晓自己也是武士,又会巫术。当然是更好的选择。锦侍郎有点舍不得派晓下去,但更不想在机会前功败垂成,犹豫了一会,毕竟还是允许了。
晓走向那个黑魆魆的洞穴时,听到身后动静,是晋彦跟了上来。
“回去。”晓命令道。
晋彦依旧低垂着眼:“少主,您之前说,我是一直要跟着您的。”
这时,锦侍郎的声音从身后传来:“怎幺了?”
晓看着自己的忍者,对方罕见地回视自己。高处的月亮在眸子里的反光亮晶晶的。她默许了。

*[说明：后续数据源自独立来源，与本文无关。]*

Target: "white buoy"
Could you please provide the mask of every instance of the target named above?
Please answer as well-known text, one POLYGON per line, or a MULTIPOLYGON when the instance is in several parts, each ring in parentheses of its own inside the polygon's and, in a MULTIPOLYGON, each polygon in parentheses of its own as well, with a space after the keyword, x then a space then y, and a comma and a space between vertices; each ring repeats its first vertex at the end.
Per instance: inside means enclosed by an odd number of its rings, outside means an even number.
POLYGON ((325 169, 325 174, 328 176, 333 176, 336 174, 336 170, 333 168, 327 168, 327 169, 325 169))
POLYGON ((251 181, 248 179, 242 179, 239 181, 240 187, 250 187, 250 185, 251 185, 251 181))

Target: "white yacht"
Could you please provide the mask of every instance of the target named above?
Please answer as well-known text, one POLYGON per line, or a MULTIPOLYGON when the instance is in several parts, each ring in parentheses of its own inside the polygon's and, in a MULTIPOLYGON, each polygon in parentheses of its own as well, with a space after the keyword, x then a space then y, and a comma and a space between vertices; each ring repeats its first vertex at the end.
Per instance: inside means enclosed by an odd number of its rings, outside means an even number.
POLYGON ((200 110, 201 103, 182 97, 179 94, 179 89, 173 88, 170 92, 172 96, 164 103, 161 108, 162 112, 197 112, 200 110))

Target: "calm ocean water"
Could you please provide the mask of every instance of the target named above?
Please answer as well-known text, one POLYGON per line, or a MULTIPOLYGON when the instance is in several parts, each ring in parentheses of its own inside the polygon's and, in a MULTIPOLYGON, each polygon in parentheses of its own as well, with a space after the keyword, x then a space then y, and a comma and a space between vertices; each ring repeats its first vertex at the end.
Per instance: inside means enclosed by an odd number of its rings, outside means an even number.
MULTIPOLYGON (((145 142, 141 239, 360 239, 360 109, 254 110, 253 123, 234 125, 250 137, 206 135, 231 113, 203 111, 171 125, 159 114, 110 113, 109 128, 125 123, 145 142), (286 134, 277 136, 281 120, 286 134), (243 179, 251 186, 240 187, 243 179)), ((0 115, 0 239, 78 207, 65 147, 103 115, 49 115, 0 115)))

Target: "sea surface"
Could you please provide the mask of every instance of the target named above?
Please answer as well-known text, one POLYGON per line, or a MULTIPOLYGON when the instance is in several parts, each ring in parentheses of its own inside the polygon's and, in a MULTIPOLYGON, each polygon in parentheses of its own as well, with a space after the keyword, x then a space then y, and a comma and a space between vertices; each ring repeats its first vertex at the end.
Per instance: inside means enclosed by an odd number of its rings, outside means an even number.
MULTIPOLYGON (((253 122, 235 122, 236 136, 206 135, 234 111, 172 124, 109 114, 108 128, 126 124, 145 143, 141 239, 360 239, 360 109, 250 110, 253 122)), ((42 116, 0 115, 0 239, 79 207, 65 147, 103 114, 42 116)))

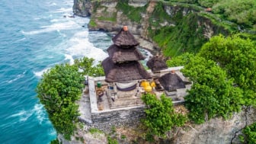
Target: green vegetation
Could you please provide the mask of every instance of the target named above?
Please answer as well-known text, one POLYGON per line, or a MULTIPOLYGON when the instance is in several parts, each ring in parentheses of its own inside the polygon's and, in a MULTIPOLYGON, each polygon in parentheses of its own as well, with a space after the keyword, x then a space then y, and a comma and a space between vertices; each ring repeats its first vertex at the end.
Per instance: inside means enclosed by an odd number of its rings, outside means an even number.
POLYGON ((56 130, 67 139, 76 129, 79 114, 75 101, 82 94, 83 75, 102 75, 102 68, 92 66, 93 62, 93 59, 83 58, 76 59, 73 66, 57 65, 43 75, 37 87, 37 97, 56 130))
POLYGON ((90 20, 90 22, 88 24, 90 27, 95 27, 97 26, 96 22, 93 20, 90 20))
POLYGON ((145 13, 148 5, 144 7, 135 8, 128 5, 128 0, 118 1, 117 9, 123 12, 132 21, 140 22, 142 19, 141 13, 145 13))
POLYGON ((214 117, 228 118, 242 105, 255 106, 255 43, 247 35, 216 36, 199 53, 184 53, 168 60, 168 66, 184 66, 182 72, 193 82, 185 105, 193 121, 214 117))
POLYGON ((56 66, 43 75, 37 88, 37 97, 44 105, 55 129, 70 139, 79 115, 78 100, 83 87, 83 76, 69 64, 56 66))
POLYGON ((256 46, 251 40, 238 35, 213 37, 199 55, 217 62, 243 90, 245 104, 256 106, 256 46))
POLYGON ((181 126, 187 121, 185 116, 174 113, 171 99, 164 94, 158 100, 155 94, 146 94, 142 99, 147 107, 145 110, 146 118, 142 122, 147 127, 149 138, 154 135, 165 137, 165 133, 171 127, 181 126))
POLYGON ((243 135, 239 136, 241 142, 248 144, 254 144, 256 142, 256 123, 245 127, 243 135))
POLYGON ((175 27, 165 27, 151 34, 165 56, 175 56, 184 52, 197 53, 206 42, 203 27, 198 25, 199 17, 196 14, 182 16, 177 14, 175 27), (179 19, 179 20, 178 20, 179 19))
POLYGON ((188 62, 194 56, 194 54, 185 53, 181 56, 167 60, 166 63, 168 66, 168 67, 186 66, 187 64, 188 64, 188 62))
POLYGON ((107 144, 118 144, 118 142, 116 139, 107 136, 107 144))
POLYGON ((193 82, 185 106, 195 123, 219 116, 227 119, 241 110, 241 90, 232 86, 232 81, 227 79, 226 72, 215 62, 195 56, 181 72, 193 82))
POLYGON ((171 17, 166 13, 163 4, 158 2, 149 19, 149 36, 167 56, 179 56, 184 52, 197 53, 207 40, 203 36, 204 26, 197 23, 200 19, 195 13, 184 16, 182 10, 171 17), (162 27, 161 24, 165 22, 174 26, 162 27))
POLYGON ((245 28, 256 27, 256 1, 254 0, 222 0, 213 5, 214 14, 221 15, 245 28))
POLYGON ((75 59, 74 66, 82 69, 82 75, 103 76, 104 75, 101 62, 94 66, 94 59, 92 58, 84 57, 80 59, 75 59))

“给我一个时辰,”白石晓对锦侍郎说,“如果一个时辰我还没有出来,你们就先撤退。”
洞底那条直直折到更深的地方,很低,要弯腰才能勉强通过。晓第一个钻进去,走了不到十几部,又是一个更深的垂直的洞穴。
晓丢了一个火球下去,似乎看到了兵器的反光,但距离遥远,看不真切。
攀爬下去的过程,和一身盔甲的晓相比,晋彦的手脚轻巧得多,稍快了一些到底。
“看到什幺了吗?”晓问。
“没有……少主,这里似乎全是树根……”他住了嘴。
之前地面上听到的悉悉索索的声音从四面八方响起,声音大了许多,听起来十分不妙。晓松开手,从上方一跃而下,在地面上滚了几圈,竟然没有想象中的疼。地面上树根样的东西交叠在一起,仿佛成了层层大网。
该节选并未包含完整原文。